Lohara (or Tallan Lohara) is a village in Zafarwal Tehsil, Narowal District of Punjab, Pakistan. It is in the Basantar River Valley, west of the river on the Darmaan-Shakargarh Road from Shakargarh to Zafarwal. Lohara is just south of Indian-administered Kashmir, one kilometre east of the village of Hamral, and 3.5 km west of the village of Nahr. The people speak the Kangri language which is either a dialect of Punjabi or a dialect of Western Pahari, depending upon one's political persuasion.

History

The area around Lohara was incorporated within the Durrani Empire about 1747. It was briefly part of the Maratha Empire from 1758 to 1761, when it was retaken by the Durrani.

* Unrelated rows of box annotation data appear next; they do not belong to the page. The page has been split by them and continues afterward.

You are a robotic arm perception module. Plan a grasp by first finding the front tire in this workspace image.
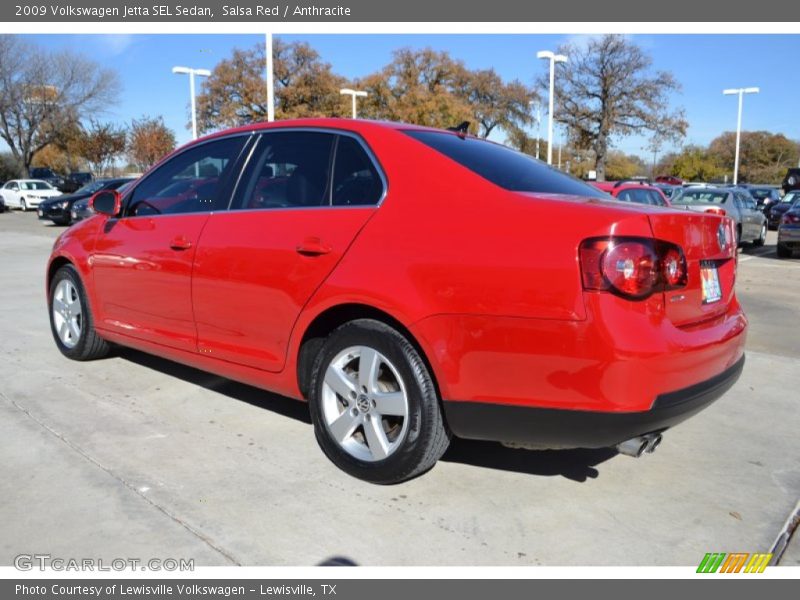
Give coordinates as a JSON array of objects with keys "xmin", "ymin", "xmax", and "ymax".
[
  {"xmin": 48, "ymin": 265, "xmax": 110, "ymax": 361},
  {"xmin": 309, "ymin": 319, "xmax": 450, "ymax": 484}
]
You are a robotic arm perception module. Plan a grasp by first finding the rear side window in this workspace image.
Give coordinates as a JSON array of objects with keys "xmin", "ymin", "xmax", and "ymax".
[
  {"xmin": 404, "ymin": 130, "xmax": 606, "ymax": 198},
  {"xmin": 232, "ymin": 131, "xmax": 336, "ymax": 210},
  {"xmin": 126, "ymin": 136, "xmax": 246, "ymax": 217},
  {"xmin": 332, "ymin": 136, "xmax": 383, "ymax": 206}
]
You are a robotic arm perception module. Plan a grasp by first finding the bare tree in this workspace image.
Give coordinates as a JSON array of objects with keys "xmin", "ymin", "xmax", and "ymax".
[
  {"xmin": 555, "ymin": 35, "xmax": 687, "ymax": 181},
  {"xmin": 0, "ymin": 35, "xmax": 119, "ymax": 175}
]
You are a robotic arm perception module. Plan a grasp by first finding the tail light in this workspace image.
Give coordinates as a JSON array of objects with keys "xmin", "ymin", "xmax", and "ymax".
[
  {"xmin": 781, "ymin": 213, "xmax": 800, "ymax": 225},
  {"xmin": 580, "ymin": 237, "xmax": 686, "ymax": 300}
]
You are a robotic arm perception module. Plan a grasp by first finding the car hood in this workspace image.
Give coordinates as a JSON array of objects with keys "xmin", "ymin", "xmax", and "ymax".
[{"xmin": 42, "ymin": 194, "xmax": 91, "ymax": 205}]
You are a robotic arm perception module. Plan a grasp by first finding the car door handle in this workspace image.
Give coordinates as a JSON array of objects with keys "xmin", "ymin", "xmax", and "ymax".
[
  {"xmin": 296, "ymin": 237, "xmax": 331, "ymax": 256},
  {"xmin": 169, "ymin": 235, "xmax": 192, "ymax": 250}
]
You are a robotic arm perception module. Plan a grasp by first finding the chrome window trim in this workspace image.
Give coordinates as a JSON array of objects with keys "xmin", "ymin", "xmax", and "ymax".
[{"xmin": 116, "ymin": 131, "xmax": 257, "ymax": 220}]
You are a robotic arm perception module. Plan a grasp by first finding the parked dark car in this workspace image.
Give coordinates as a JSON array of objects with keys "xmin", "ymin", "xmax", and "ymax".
[
  {"xmin": 61, "ymin": 171, "xmax": 94, "ymax": 194},
  {"xmin": 653, "ymin": 182, "xmax": 682, "ymax": 198},
  {"xmin": 30, "ymin": 167, "xmax": 67, "ymax": 192},
  {"xmin": 777, "ymin": 193, "xmax": 800, "ymax": 258},
  {"xmin": 670, "ymin": 187, "xmax": 767, "ymax": 246},
  {"xmin": 767, "ymin": 189, "xmax": 800, "ymax": 229},
  {"xmin": 37, "ymin": 177, "xmax": 133, "ymax": 225},
  {"xmin": 747, "ymin": 185, "xmax": 781, "ymax": 216},
  {"xmin": 781, "ymin": 168, "xmax": 800, "ymax": 193}
]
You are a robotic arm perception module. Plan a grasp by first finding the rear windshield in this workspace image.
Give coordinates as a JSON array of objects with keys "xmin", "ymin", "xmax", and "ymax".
[
  {"xmin": 672, "ymin": 190, "xmax": 728, "ymax": 204},
  {"xmin": 404, "ymin": 130, "xmax": 607, "ymax": 198}
]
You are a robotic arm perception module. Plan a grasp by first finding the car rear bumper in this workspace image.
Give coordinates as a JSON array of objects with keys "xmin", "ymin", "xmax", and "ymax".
[
  {"xmin": 37, "ymin": 206, "xmax": 69, "ymax": 221},
  {"xmin": 443, "ymin": 355, "xmax": 744, "ymax": 449}
]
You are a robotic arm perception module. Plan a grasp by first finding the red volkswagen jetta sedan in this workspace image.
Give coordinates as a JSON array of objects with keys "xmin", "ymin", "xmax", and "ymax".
[{"xmin": 47, "ymin": 119, "xmax": 747, "ymax": 483}]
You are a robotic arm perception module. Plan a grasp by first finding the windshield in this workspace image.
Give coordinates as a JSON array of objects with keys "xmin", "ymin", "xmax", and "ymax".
[
  {"xmin": 19, "ymin": 181, "xmax": 53, "ymax": 190},
  {"xmin": 749, "ymin": 188, "xmax": 772, "ymax": 200},
  {"xmin": 403, "ymin": 130, "xmax": 607, "ymax": 198},
  {"xmin": 75, "ymin": 181, "xmax": 105, "ymax": 194},
  {"xmin": 672, "ymin": 190, "xmax": 728, "ymax": 204}
]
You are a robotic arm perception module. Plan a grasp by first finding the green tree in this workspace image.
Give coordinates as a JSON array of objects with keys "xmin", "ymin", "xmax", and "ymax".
[
  {"xmin": 126, "ymin": 117, "xmax": 176, "ymax": 172},
  {"xmin": 0, "ymin": 35, "xmax": 119, "ymax": 175},
  {"xmin": 543, "ymin": 35, "xmax": 687, "ymax": 181},
  {"xmin": 708, "ymin": 131, "xmax": 800, "ymax": 184},
  {"xmin": 78, "ymin": 119, "xmax": 127, "ymax": 176},
  {"xmin": 670, "ymin": 146, "xmax": 724, "ymax": 181}
]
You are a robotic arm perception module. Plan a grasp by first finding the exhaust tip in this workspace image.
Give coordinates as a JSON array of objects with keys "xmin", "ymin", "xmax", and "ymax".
[{"xmin": 616, "ymin": 433, "xmax": 661, "ymax": 458}]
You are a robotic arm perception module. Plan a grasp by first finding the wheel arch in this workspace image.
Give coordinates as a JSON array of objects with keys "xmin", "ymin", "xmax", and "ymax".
[{"xmin": 296, "ymin": 302, "xmax": 442, "ymax": 401}]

In 1798, it was transferred to Ranjit Singh of Kashmir, along with what was to become the Narowal District and other lands, by Zaman Shah Durrani as a gift after Singh had defeated Durrani's army and conquered the area. In 1821, Ranjit Singh gave administration of the Shakargarh area to Amir Singh Sandhanwalia as a jagir. When the British took over Punjab in 1848, the area was included into Gurdaspur District. In 1947, under the Radcliffe Award after the partition of India, the area was transferred to Pakistan and attached to Sialkot District. It was transferred as part of Narowal tehsil into the new Narowal District in 1991. Zafarwal tehsil was created in 2009.
Lohara is Union council from 2016 local body election.